Clinicamente significativo é que ataques graves de enxaqueca com aura (por exemplo, com sintomas motores ou outros sintomas de aura grave), especialmente na primeira manifestação, podem simular a presença de um AVC (mímica de AVC). Inversamente, a isquemia cerebral pode tanto imitar um ataque de enxaqueca como desencadear ataques de enxaqueca sintomáticos, particularmente se existir uma susceptibilidade subjacente à enxaqueca [20]. Por conseguinte, aconselha-se especial cuidado em pacientes com enxaquecas conhecidas e sintomas desconhecidos ou novos défices neurológicos focais. Além disso, de acordo com dados recentes, a dor de cabeça em geral parece ser um sintoma bastante subestimado no contexto da isquemia cerebral aguda [21].
Finalmente, a ligação entre a enxaqueca (especialmente sem aura) e a dissecção vascular deve ser mencionada neste contexto [22,23]. No contexto dos estudos genéticos actuais – a associação de uma alteração genética no gene PHACTR1 com enxaqueca [24] por um lado, mas também com dissecções [25] e outros fenótipos vasculares (por exemplo, enfarte do miocárdio ou displasia fibromuscular) – isto também tem um significado fisiopatológico. Há provas de disfunção endotelial [26]. Uma lista da complexa inter-relação entre as doenças neurovasculares e a enxaqueca nos diferentes níveis pode ser encontrada no quadro 1.
Mensagens Take-Home
- Existe uma inter-relação multifacetada entre a enxaqueca e as perturbações neurovasculares, especialmente microvasculares, que desempenham um papel na gestão clínica dos doentes de enxaqueca.
- A enxaqueca (especialmente com a aura) é um sintoma típico da microangiopatia hereditária CADASIL. Isto deve ser considerado como um diagnóstico diferencial se estiverem presentes sintomas de aura atípica, se houver alterações medulares marcadas (WMH) ou se houver uma história familiar positiva de enxaqueca, AVC ou demência.

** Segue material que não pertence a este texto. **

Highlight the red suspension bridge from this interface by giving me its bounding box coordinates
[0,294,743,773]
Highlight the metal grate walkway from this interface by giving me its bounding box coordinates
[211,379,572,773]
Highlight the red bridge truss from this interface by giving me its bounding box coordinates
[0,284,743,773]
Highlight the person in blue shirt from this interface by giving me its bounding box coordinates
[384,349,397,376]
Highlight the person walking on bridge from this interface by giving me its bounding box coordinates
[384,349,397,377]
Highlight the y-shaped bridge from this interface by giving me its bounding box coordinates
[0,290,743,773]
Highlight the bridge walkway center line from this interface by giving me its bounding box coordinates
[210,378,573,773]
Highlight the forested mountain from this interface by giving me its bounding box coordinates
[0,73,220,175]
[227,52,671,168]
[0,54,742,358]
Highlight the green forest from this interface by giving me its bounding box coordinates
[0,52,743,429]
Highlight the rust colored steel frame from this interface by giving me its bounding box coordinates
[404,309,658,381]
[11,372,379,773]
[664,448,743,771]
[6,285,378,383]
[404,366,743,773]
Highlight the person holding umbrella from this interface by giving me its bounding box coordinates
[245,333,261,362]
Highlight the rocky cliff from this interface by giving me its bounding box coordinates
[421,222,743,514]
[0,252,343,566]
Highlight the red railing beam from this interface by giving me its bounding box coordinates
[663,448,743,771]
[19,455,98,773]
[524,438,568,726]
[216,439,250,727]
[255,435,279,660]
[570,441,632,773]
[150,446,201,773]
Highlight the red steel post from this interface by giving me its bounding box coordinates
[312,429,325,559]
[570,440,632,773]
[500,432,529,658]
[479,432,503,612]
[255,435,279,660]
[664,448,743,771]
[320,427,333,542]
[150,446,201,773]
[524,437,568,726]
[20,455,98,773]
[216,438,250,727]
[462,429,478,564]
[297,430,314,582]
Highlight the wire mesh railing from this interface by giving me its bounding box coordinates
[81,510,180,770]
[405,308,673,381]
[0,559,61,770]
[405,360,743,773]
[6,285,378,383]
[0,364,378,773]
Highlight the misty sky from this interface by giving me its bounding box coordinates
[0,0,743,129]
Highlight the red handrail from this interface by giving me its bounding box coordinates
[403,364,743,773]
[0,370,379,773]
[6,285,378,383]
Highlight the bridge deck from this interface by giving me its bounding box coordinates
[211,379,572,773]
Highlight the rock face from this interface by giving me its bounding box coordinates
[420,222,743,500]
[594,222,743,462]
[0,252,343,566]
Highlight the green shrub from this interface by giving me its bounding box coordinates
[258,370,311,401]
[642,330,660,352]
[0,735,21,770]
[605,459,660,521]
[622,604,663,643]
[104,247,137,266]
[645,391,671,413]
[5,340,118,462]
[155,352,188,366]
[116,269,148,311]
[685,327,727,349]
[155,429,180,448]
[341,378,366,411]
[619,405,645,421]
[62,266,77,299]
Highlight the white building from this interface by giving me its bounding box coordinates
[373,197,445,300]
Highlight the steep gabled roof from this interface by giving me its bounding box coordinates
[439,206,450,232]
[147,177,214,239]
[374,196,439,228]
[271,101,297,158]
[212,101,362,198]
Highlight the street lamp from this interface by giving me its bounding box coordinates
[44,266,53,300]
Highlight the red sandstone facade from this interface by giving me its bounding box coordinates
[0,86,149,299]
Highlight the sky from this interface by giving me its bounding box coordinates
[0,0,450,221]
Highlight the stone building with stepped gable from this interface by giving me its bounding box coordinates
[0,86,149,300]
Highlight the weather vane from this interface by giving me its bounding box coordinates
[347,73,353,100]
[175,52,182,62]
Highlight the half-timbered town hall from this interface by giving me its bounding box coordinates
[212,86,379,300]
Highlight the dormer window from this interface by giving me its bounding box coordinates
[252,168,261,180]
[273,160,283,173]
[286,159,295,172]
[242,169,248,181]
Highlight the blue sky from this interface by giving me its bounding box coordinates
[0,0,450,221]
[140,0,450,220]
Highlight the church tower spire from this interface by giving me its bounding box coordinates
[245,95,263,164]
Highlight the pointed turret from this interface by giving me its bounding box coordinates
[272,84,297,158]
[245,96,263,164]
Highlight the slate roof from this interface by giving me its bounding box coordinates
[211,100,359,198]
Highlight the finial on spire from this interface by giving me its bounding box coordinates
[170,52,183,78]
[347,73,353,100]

- Uma maior prevalência de WMH é encontrada na enxaqueca esporádica, especialmente nas mulheres. Estes por vezes mostram-se progressivos ao longo do tempo. O conhecimento disto é importante para o diagnóstico diferencial de alterações inflamatórias, por exemplo, no contexto da EM em pacientes mais jovens.
- A relevância clínica da WMH na enxaqueca ainda não foi esclarecida de forma conclusiva, e os doentes não devem ser desnecessariamente perturbados.
- Além da WMH, as lesões cerebelares, isto é, isquémicas, são frequentemente encontradas na enxaqueca (particularmente com aura), que podem estar relacionadas com a fisiopatologia e a ocorrência particularmente occipital de auras de enxaqueca (no sentido de auras visuais).
- Como doença clinicamente episódica, a enxaqueca também tem, portanto, características “crónicas”.
- A enxaqueca – especialmente com a aura – está associada a um risco acrescido de AVC.
- Os verdadeiros enfartes migratórios são provavelmente raros. As enxaquecas podem desencadear auras de enxaqueca.
- Existe uma ligação epidemiológica, genética e fisiopatológica entre a enxaqueca e as dissecções dos vasos de fornecimento do cérebro.